Boston University
Distinguished Lecture Series 2011
Learning Feature Hierarchies for Vision
Yann LeCun
Courant Institute and Center for Neural Science
New York University
Time: March 30, 11am
Place: SAR 102
635 Commonwealth Ave

Abstract: Intelligent perceptual tasks such as vision and audition require the construction of good internal representations. Theoretical and empirical evidence suggest that the perceptual world is best represented by a multi-stage hierarchy in which features in successive stages are increasingly global, invariant, and abstract. An important challenge for Machine Learning is to devise "deep learning" methods than can automatically learn good feature hierarchies from labeled and unlabeled data. A class of such methods that combine unsupervised sparse coding, and supervised refinement will be described. We demonstrate the use of deep learning methods to train convolutional networks (ConvNets). ConvNets are biologically-inspired architectures consisting of multiple stages of filter banks, non-linear operations, and spatial pooling operations, analogous to the simple cells and complex cells in the mammalian visual cortex. A number of applications will be shown through videos and live demos, including a category-level object recognition system that can be trained on the fly, a pedestrian detector, and system that recognizes human activities in videos, and a trainable vision system for off-road mobile robot navigation. A new kind of "dataflow" computer architecture, dubbed NeuFlow, was designed to run these algorithms (and other vision and recognition algorithms) in real time on small, embeddable platforms. an FPGA implementation of NeuFlow running various vision applications will be demonstrated. An ASIC is being designed in collaboration with e-lab at Yale, which will be capable of 700 Giga-operations per second for less than 3 watts.

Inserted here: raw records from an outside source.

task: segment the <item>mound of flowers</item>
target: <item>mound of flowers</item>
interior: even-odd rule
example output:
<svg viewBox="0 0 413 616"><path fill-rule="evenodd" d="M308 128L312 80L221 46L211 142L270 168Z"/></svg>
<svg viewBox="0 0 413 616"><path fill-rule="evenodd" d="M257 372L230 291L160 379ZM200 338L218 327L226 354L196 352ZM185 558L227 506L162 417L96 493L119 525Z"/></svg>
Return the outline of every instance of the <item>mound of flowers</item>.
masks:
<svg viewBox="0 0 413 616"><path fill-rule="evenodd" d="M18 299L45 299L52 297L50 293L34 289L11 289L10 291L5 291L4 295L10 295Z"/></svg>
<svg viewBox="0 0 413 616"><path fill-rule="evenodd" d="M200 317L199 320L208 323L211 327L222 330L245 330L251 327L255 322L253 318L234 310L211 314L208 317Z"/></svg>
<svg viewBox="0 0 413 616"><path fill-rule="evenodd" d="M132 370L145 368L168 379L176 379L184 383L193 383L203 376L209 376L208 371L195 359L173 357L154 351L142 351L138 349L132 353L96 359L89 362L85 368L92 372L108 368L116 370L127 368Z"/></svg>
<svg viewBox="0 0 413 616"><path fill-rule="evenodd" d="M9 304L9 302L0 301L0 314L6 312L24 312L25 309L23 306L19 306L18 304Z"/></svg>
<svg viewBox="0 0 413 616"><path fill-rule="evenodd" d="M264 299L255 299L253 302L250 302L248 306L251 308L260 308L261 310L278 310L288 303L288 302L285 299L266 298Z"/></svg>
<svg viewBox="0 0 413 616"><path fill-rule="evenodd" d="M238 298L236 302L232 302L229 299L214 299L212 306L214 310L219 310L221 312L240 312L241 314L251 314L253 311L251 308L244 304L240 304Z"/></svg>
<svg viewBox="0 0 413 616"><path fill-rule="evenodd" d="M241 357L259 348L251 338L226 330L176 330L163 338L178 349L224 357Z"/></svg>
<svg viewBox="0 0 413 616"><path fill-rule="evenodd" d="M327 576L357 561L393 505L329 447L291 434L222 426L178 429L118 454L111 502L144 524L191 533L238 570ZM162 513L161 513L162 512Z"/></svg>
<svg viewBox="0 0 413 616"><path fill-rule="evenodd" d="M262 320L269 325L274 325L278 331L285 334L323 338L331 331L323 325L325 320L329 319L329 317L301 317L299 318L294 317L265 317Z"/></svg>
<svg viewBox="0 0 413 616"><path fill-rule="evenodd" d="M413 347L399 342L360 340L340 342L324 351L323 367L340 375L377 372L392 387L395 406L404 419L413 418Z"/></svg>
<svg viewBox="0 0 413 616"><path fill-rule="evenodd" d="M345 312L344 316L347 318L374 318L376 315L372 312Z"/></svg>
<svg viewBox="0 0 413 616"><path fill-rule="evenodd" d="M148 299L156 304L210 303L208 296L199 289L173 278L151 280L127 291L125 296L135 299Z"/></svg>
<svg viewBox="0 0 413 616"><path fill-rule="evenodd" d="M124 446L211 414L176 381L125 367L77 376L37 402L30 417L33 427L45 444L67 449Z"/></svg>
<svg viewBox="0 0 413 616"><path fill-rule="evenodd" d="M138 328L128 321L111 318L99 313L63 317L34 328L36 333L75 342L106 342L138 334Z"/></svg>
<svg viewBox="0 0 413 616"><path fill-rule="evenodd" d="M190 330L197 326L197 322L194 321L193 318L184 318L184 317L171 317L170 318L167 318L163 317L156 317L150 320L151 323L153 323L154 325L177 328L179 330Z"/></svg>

The speaker: Yann LeCun is Silver Professor of Computer Science and Neural Science at the Courant Institute of Mathematical Sciences and at the Center for Neural Science of New York University. Previously, he worked as head of the Image Processing Research Department at AT&T Labs-Research and as Fellow at the NEC Research Institute in Princeton. His current interests include machine learning, computer vision, pattern recognition, mobile robotics, and computational neuroscience. He has published extensively on these topics as well as on neural networks, handwriting recognition, image processing and compression, and VLSI design. His handwriting recognition technology is used by several banks around the world to read checks. His image compression technology, called DjVu, is used by hundreds of web sites and publishers and millions of users to distribute and access scanned documents on the Web, and his image recognition technique, called Convolutional Network, has been deployed by industry leaders as well as several startup companies for document recognition, human-computer interaction, image indexing, and video analytics. He has been on the editorial board of numerous journals, was program chair of a number of conferences, and is chair of the annual Learning Workshop. He is on the science advisory board of Institute for Pure and Applied Mathematics, and is the co-founder of MuseAmi, a music technology company.